The swingman has declared himself NBA ready again, at 36, after months of rigorous rehabilitation of a left ankle injury that seemed to end his career. He has worked out for two teams with more sessions to come.

NBA training camps start next week, and Christie plans to land somewhere, warning, like any true stopper, "Put me out there on the floor and I'll defend myself."

In other words, no young chap is blowing past him. No one is making him look his age after 14 NBA campaigns just yet.

At this time last season? Different story. Christie was brought into Dallas last summer as a final piece to what the Mavericks figured was the championship puzzle. The club reached the NBA Finals, but Christie managed just seven games, all starts.

"I'm 100 percent now, feeling really good," Christie said. "I'm able to move. I'm able to explode. In Dallas, I tried to come back too quick from (that ankle). I expected too much from my body. I couldn't do what I wanted to do and what my mind wanted me to do. I just couldn't do it. I didn't like how that made me feel."
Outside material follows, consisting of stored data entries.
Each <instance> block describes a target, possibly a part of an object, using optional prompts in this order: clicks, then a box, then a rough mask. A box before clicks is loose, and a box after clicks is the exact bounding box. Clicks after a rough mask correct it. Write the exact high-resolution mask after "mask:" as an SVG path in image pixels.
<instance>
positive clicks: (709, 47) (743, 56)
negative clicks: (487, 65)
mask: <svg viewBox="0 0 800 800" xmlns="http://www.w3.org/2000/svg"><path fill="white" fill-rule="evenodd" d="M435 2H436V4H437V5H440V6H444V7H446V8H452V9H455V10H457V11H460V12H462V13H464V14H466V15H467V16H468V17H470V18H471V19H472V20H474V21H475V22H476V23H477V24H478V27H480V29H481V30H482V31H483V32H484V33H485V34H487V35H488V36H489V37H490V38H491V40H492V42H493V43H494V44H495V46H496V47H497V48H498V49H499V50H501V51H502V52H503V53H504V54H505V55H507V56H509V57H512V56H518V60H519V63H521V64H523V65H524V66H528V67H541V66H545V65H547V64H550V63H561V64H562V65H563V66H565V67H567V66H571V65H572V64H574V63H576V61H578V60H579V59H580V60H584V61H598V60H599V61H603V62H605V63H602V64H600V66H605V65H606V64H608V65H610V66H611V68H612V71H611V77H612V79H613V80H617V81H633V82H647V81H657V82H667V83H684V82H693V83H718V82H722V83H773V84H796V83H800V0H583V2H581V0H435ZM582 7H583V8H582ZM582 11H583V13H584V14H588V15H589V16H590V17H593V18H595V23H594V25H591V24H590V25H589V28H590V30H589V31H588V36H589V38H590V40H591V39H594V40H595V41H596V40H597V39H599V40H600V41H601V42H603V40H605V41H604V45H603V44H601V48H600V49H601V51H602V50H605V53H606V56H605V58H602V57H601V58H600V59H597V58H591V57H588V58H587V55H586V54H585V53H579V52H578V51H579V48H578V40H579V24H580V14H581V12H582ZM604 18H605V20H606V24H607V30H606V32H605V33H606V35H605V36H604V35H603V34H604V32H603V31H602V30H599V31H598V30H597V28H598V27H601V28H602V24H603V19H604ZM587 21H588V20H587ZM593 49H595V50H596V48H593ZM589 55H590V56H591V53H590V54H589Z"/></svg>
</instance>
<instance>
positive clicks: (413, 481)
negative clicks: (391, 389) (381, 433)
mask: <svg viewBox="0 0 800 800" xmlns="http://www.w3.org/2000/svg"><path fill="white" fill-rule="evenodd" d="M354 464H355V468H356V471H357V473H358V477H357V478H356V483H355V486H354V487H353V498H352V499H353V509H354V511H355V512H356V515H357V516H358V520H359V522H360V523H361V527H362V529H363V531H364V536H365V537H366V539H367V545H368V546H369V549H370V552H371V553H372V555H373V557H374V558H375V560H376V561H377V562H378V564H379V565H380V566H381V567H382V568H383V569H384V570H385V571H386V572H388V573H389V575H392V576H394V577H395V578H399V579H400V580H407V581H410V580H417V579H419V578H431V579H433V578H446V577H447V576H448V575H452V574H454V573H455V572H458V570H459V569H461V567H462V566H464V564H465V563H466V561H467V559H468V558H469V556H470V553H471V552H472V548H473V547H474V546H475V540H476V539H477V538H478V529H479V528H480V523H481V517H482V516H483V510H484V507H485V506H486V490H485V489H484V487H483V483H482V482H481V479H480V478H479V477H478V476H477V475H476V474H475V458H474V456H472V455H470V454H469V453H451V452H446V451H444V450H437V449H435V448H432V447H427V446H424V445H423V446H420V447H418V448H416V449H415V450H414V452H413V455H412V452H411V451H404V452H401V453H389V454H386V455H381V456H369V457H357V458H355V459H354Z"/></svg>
So he stepped away in a mutual parting that cost Christie millions in salary and the Mavericks their veteran guard.

"The pain and not being able to run, I couldn't keep doing it," Christie said. "I had to get healthy. I have that explosiveness again."

And Christie is only as good as his burst. He has averaged 11.3 points, 4.1 rebounds and 3.6 assists in the NBA, with his best seasons clearly coming in Sacramento, where he was the team's top defender and, arguably, their best athlete.

But Christie's left foot started to really ail him in his last playoff run with the Kings, in 2004, a seven-game series setback to Minnesota in the Western Conference semifinals.

Christie learned to deal with the searing pain on the tissue that runs along the bottom of his foot -- plantar fasciitis. Finally, Christie succumbed and took a pain-killing injection.

Christie said he willed himself forward because he sensed the Kings had a dwindling chance to do something significant.

"Body-wise, I sacrificed a lot with the Kings," he said. "I was taking Advil all the time. My foot hurt. But we had a great team and the fans were so great. ... "

His plantar fasciitis was a precursor to the bone spurs that slowed Christie after he was traded to Orlando during the 2004-05 season. He lasted just 21 games, 13 starts. With those spurs ripping into his soft tissue and feeling as if he was slowing by the day, he shut himself down. He returned to his native Seattle for surgery. Fans and media howled that he quit.

With his foot healthy, Christie hopes that his playing reputation doesn't need rehabilitation.

Christie wouldn't disclose what teams he has auditioned for, but he did indicate he'd like to play for a winner at this stage of career.

There's also the launch of his reality TV program -- "Committed: The Christies" on the BET network -- that has inside access to their unique marriage, including annual renewed wedding vows, to Jackie's insistence that her husband not be interviewed by female reporters, to their in-game hand signals to each other to signify their love.

For now, Christie yearns for more games.

He once said that he'd call it a career when his Kings' tenure was finished -- to spend more time with Jackie and their three children. Now he has no real timetable.

"I'll play until I'm dead," he said, then laughed. "I feel too good to stop now."